Carola-Bibiane Schönlieb:
Mathematical imaging: From geometric PDEs and variational modelling to deep learning for images
Images are a rich source of beautiful mathematical formalism and analysis. Associated mathematical problems arise in functional and non-smooth analysis, the theory and numerical analysis of nonlinear partial differential equations, inverse problems, harmonic, stochastic and statistical analysis, and optimisation.
In this talk we will learn about some of these mathematical problems, about variational models and PDEs for image analysis and inverse imaging problems as well as recent advances where such mathematical models are complemented and replaced by deep neural networks.

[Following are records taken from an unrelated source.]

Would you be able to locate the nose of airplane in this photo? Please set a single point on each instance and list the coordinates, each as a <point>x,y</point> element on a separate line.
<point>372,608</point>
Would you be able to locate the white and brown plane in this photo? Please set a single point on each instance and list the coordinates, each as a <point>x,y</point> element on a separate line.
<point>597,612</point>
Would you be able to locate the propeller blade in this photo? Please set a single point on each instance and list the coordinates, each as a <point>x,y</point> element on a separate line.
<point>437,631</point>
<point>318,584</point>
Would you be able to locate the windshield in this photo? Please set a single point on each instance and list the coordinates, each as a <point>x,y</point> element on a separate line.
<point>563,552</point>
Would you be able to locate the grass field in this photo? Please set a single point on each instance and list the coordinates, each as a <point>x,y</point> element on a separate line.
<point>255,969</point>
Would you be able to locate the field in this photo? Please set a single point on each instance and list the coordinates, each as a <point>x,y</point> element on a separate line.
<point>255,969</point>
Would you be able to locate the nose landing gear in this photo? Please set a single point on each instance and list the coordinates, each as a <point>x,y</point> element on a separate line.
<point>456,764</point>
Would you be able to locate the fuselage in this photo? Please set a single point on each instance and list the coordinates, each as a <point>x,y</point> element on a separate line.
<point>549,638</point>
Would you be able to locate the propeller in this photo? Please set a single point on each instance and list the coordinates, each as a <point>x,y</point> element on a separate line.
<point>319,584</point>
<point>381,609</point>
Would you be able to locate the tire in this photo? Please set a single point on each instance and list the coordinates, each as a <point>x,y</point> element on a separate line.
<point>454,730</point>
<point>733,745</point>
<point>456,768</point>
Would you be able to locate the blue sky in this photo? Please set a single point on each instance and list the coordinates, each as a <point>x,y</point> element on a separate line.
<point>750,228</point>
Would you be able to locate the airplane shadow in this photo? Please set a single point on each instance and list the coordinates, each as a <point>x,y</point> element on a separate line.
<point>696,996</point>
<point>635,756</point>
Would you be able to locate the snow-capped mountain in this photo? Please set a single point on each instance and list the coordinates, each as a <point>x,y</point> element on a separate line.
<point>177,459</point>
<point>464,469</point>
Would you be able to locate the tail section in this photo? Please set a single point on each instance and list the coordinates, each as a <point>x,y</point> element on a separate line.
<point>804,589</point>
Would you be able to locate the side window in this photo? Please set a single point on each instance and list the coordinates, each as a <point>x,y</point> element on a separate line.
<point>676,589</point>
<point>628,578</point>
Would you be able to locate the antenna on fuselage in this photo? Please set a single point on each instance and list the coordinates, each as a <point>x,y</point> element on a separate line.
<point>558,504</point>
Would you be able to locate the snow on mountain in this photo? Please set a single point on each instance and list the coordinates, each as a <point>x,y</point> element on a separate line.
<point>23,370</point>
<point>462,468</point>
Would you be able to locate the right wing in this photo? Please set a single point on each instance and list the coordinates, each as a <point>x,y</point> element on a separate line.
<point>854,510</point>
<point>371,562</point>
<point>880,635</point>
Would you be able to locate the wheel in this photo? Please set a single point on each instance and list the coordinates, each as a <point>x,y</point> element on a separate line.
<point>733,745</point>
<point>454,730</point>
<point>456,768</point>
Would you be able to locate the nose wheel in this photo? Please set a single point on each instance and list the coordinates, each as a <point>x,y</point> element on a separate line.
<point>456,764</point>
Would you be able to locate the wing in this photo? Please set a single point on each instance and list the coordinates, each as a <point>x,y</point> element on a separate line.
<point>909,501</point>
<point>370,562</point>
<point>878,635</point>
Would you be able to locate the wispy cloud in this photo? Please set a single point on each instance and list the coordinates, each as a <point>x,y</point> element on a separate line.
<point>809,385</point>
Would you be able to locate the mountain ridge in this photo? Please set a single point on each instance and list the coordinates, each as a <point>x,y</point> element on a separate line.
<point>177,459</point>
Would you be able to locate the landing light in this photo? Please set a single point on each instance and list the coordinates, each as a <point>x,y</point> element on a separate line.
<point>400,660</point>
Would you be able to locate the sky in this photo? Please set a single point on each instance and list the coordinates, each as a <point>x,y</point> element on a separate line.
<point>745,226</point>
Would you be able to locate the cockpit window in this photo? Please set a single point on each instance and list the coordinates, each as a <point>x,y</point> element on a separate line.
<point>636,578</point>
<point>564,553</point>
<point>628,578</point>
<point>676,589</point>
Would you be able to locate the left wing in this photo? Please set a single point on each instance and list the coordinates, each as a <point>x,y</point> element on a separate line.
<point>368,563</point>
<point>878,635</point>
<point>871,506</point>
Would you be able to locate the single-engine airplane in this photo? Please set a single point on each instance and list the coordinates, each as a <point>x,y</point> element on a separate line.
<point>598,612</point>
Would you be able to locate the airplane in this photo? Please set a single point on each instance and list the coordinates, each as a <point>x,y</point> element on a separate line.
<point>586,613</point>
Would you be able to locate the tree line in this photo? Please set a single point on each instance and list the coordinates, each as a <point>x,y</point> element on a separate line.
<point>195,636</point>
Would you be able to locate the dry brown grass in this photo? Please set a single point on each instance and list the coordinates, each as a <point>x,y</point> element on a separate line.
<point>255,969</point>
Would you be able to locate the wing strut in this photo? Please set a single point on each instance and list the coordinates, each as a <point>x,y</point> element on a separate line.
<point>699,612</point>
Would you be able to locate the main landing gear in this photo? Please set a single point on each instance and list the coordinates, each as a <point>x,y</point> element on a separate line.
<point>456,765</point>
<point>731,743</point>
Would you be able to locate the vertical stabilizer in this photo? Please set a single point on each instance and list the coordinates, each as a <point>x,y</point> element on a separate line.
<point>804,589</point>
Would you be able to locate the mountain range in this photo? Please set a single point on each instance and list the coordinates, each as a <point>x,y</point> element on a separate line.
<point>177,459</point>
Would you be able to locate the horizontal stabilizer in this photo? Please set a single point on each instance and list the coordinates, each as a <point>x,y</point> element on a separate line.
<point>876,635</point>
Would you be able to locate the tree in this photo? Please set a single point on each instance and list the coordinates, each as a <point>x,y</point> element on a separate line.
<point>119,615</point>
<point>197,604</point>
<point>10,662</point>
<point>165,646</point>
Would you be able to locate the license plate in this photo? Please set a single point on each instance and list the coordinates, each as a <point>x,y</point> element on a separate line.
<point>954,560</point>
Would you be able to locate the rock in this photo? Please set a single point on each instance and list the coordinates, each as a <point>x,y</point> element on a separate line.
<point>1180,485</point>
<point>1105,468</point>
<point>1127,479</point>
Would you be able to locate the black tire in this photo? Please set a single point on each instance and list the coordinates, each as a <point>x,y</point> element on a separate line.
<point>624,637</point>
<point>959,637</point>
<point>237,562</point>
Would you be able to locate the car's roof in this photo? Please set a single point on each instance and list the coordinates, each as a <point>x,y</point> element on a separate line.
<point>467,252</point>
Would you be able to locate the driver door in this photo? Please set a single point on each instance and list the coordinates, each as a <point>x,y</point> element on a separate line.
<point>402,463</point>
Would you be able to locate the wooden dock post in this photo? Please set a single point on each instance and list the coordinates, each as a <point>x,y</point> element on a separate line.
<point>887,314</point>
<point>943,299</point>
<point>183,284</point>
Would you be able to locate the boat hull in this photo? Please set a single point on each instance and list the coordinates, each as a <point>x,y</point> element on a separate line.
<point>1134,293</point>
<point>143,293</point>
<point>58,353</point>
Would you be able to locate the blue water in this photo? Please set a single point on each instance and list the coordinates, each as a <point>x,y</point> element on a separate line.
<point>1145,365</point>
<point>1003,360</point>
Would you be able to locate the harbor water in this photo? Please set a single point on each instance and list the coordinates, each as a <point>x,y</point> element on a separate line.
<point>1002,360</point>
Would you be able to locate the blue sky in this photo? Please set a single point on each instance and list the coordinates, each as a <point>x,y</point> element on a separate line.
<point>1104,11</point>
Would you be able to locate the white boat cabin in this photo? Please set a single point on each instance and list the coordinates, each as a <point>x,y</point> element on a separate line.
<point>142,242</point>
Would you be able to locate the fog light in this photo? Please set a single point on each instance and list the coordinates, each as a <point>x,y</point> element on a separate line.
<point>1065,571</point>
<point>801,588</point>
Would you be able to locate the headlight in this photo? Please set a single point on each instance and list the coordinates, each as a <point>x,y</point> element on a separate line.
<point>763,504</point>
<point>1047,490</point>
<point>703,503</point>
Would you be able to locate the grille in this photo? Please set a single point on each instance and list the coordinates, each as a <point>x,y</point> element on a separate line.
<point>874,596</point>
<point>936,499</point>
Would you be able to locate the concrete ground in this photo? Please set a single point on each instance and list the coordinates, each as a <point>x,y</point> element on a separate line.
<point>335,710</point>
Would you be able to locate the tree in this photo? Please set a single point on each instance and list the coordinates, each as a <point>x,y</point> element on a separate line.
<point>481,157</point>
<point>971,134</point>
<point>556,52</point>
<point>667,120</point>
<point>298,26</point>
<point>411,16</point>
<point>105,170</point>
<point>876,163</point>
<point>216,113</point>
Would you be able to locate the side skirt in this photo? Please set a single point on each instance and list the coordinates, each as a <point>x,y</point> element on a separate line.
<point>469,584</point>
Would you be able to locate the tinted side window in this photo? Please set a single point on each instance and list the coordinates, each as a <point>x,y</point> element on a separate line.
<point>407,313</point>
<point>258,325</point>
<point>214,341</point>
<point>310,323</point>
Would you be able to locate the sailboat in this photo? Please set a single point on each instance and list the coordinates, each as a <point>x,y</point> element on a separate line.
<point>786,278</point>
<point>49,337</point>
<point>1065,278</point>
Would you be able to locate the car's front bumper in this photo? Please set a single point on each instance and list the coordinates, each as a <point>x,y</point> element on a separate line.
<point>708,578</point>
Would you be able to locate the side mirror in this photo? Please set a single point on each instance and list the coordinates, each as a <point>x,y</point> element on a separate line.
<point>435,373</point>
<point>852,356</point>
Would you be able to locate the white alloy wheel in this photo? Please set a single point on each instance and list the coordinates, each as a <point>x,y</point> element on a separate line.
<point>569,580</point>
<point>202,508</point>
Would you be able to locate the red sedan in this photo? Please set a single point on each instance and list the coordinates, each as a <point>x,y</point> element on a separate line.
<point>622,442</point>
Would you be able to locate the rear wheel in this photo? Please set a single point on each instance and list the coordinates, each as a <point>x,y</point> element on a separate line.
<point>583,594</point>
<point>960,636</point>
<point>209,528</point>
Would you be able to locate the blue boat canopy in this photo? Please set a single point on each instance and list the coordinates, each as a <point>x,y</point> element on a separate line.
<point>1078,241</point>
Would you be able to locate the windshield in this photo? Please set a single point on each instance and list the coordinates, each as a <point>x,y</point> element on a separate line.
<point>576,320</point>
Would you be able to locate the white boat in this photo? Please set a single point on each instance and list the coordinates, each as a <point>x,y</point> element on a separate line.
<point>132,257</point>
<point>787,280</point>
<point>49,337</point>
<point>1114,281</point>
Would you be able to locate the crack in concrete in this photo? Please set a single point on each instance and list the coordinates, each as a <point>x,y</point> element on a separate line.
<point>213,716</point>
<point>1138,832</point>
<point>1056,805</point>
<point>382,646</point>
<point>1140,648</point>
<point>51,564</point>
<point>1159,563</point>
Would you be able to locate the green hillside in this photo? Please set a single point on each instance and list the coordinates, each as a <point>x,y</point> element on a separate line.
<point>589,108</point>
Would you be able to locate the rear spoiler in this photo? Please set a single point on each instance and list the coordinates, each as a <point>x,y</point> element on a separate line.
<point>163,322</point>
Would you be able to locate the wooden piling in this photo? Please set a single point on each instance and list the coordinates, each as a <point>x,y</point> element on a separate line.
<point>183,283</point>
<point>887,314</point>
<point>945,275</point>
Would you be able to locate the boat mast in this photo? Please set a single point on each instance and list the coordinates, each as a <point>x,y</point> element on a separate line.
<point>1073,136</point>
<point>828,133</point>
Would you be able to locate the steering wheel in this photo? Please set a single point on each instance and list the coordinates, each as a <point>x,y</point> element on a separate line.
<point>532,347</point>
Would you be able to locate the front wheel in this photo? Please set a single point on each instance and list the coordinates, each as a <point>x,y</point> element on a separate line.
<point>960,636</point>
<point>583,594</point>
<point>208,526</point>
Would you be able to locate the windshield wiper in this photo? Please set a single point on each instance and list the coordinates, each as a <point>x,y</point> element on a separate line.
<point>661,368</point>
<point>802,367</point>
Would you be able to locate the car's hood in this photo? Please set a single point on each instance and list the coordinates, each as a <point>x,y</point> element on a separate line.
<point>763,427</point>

The talk is furnished with applications to art restoration, forest conservation and cancer research.
Martin Stoll:
Learning with the graph Laplacian
In this talk we briefly review some basic PDE models that are used to model phase separation in materials science. They have since become important tools in image processing and over the last years semi-supervised learning strategies could be implemented with these PDEs at the core. The main ingredient is the graph Laplacian that stems from a graph representation of the data. This matrix is large and typically dense. We illustrate some of its crucial features and show how to efficiently work with the graph Laplacian. We then show how it can be applied in studying signed networks as well as focussing on learning with time-series where various distance measures play an important role.
Annegret Wagler:
About routing and spectrum assignment in optical networks, driven by combinatorial properties
The emergence of a new generation of optical networks, called elastic optical networks, allows a more flexible spectrum allocation for routing traffic demands within telecommunication networks. From this context arises the routing and spectrum assignment problem, which consists of routing a given set of origin-destination traffic demands and assigning them to contiguous frequency slots within an optical spectrum such that no frequency slot is assigned to more than one demand within a network link. In this talk, we discuss several approaches to solve this problem, including integer linear programming models and underlying combinatorial properties.